I just have a couple of thoughts on prayer. When I was younger I remember a friend saying that she was a Bible person and I was a prayer person…. My prayer life at that time was non-existent minus the few times when things got so bad that I would actually spend more than a few minutes asking for help.
Now this was not because I did not believe in prayer, but because I really did not have any broader experience of prayer. Then I read a book by Jim Cymbala which posited prayer as the answer to most of the churches problems. Next thing, I started attending prayer meetings, because I thought that was where the action was. Now in that context I did learn to pray some, but it was still very much an experience of asking. About the same time people taught me about “confessing” so I would get loud, speak in tongues and “confess” God’s truth over people and my situation. Now I will say that that had some effect for me, and certainly helped keep me encouraged. But I still would not call that a prayer life per se.
When I really developed a prayer life was when I was in a terrible work situation. It was so bad that I just needed the Lord’s peace by lunch time, and so at lunch I would sneak off to a quiet part of the building and just allow the Lord to touch me and empty out all of the pain. This was the first experience I had of a truly “two way” prayer relationship. I had looked before for God to “speak to me” but I just was not looking for the right thing or properly equipped to do this. I was looking for something much more transactional and rational than I think the Lord really brings.
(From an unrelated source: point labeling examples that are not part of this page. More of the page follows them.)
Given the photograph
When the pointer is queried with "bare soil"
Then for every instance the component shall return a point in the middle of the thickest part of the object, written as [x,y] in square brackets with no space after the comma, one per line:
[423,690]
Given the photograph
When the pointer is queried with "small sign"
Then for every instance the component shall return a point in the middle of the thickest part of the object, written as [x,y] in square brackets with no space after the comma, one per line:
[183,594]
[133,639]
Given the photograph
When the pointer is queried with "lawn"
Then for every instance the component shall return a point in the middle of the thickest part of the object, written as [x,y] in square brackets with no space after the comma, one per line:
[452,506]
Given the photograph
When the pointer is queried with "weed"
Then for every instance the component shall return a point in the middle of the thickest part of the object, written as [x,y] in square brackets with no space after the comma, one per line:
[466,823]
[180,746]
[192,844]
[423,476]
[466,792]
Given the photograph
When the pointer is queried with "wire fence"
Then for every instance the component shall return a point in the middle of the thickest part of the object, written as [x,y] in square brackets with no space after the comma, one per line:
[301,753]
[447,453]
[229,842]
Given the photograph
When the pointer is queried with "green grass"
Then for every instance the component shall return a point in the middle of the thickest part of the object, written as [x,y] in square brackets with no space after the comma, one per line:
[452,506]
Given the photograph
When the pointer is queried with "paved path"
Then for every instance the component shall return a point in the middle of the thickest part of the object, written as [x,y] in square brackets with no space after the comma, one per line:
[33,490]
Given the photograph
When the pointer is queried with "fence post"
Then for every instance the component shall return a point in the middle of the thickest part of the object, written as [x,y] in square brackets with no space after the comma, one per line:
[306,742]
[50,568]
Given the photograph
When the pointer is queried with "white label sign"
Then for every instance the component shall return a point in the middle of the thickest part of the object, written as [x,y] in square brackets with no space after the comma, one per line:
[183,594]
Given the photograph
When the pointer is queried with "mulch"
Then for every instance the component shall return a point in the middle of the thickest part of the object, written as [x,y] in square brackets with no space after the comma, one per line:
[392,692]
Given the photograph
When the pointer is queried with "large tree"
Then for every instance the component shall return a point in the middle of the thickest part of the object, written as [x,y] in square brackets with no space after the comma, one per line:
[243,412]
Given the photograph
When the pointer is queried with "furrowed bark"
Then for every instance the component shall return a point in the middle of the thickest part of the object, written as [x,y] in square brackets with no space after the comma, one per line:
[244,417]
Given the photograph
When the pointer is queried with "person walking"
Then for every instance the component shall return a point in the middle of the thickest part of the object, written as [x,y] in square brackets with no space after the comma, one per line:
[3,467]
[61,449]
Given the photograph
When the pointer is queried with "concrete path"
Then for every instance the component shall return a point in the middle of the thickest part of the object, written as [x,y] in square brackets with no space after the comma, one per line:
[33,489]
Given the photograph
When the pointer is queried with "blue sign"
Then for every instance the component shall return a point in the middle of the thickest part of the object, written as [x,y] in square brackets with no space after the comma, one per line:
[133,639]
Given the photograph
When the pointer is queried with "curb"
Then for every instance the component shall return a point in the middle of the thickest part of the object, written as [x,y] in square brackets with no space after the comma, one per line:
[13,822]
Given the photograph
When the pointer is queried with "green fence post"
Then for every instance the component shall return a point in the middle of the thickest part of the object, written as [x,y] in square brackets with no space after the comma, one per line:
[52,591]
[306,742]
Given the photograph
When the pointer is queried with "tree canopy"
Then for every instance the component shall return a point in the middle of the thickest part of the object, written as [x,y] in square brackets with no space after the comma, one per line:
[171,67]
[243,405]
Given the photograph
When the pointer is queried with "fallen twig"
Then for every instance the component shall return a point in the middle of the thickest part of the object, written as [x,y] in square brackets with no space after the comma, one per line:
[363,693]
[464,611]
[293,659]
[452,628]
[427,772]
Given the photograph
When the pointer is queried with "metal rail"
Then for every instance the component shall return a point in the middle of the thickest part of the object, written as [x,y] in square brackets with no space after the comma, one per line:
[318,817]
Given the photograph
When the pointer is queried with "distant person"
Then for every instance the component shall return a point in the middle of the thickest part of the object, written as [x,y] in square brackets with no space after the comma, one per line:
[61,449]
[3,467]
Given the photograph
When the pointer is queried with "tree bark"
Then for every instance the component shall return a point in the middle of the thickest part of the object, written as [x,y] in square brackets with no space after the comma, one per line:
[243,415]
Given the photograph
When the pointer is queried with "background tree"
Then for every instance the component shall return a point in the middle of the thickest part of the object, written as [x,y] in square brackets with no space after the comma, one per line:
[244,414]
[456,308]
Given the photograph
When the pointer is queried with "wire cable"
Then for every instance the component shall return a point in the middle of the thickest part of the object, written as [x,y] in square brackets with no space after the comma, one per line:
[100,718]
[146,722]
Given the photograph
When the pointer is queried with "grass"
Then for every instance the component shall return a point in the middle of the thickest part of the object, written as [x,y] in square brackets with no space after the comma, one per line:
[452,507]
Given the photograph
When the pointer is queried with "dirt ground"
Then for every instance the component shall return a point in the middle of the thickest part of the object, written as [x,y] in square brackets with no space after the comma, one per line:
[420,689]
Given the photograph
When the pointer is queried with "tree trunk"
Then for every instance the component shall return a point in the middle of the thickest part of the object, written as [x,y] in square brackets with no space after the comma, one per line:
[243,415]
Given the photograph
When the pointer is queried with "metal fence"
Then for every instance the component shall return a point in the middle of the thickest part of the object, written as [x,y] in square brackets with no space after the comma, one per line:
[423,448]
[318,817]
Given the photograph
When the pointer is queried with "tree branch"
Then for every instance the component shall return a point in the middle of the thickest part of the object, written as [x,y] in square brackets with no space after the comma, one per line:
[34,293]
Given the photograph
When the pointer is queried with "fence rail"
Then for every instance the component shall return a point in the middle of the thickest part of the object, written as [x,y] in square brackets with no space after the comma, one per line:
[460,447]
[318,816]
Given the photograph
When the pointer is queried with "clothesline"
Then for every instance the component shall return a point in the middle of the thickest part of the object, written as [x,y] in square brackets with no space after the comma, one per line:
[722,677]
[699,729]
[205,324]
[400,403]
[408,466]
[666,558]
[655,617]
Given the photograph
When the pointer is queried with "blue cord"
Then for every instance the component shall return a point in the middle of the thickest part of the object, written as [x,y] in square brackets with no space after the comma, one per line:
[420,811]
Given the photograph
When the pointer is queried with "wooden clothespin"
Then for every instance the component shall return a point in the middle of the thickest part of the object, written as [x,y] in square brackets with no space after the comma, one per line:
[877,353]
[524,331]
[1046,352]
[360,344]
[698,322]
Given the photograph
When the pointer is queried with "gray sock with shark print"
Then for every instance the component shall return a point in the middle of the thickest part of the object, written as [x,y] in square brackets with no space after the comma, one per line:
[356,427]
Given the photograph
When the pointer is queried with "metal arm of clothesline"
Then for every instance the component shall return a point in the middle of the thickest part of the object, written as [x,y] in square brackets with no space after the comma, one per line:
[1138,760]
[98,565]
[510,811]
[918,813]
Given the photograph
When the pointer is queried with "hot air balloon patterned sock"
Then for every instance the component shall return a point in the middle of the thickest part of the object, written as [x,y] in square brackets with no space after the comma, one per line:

So I would have times where I felt the “touch” of the Lord, which I will just describe as a warm peaceful feeling, yes feeling, and then times where I did not really experience anything at all. I wasn’t really unhappy though because this was a huge step forward from what I had before. And then at least my experience matched the kind of thing I had heard people like Mike Bickle talk about– what he calls “unanointed prayer.” However that never really sat that well with me. Sometimes God just did not want me to experience His “presence” or be close to Him, and yet often these times were effective in prayer?
It was after that that the teaching of Curry Blake began to impact me further.. I started to realize that if something was between me and God it was not God! It was either something in me or something in the spiritual atmosphere, and if I sought Him more deeply He was “not far from each one of us” as Paul says. I began to “press through” in prayer until I knew God was with me, and there was a real breakthrough that came. I believe that when the enemy knows that everytime tries to stop you, he will only be defeated, the game is over. Now whenever I turn my heart toward God, I know that He is near and I experience His nearness… perhaps not always to the same degree, but it is never dry. If it’s dry, it’s not God.
This I believe says a lot about prayer in general. Somehow we believe that intercession is a practice of essentially begging God to do something, which is really absurd when you think about it. When He sent Jesus, He did it all. When we beg it’s almost like we think we are better than God. He’s not good enough to give us what we need (to do His will), but somehow we are good enough to want it so badly to beg extensively for it. Because of Jesus, we can experience the continual kindness and love of the Father towards us even in correction. There is nothing you are going to add to that.
All you can do is begin to come into a place of believing in Him and His character so much that things in you and your surroundings, the Earth, and in the spiritual atmosphere begin to change and you experience the “breakthrough” We don’t beg God, we believe God.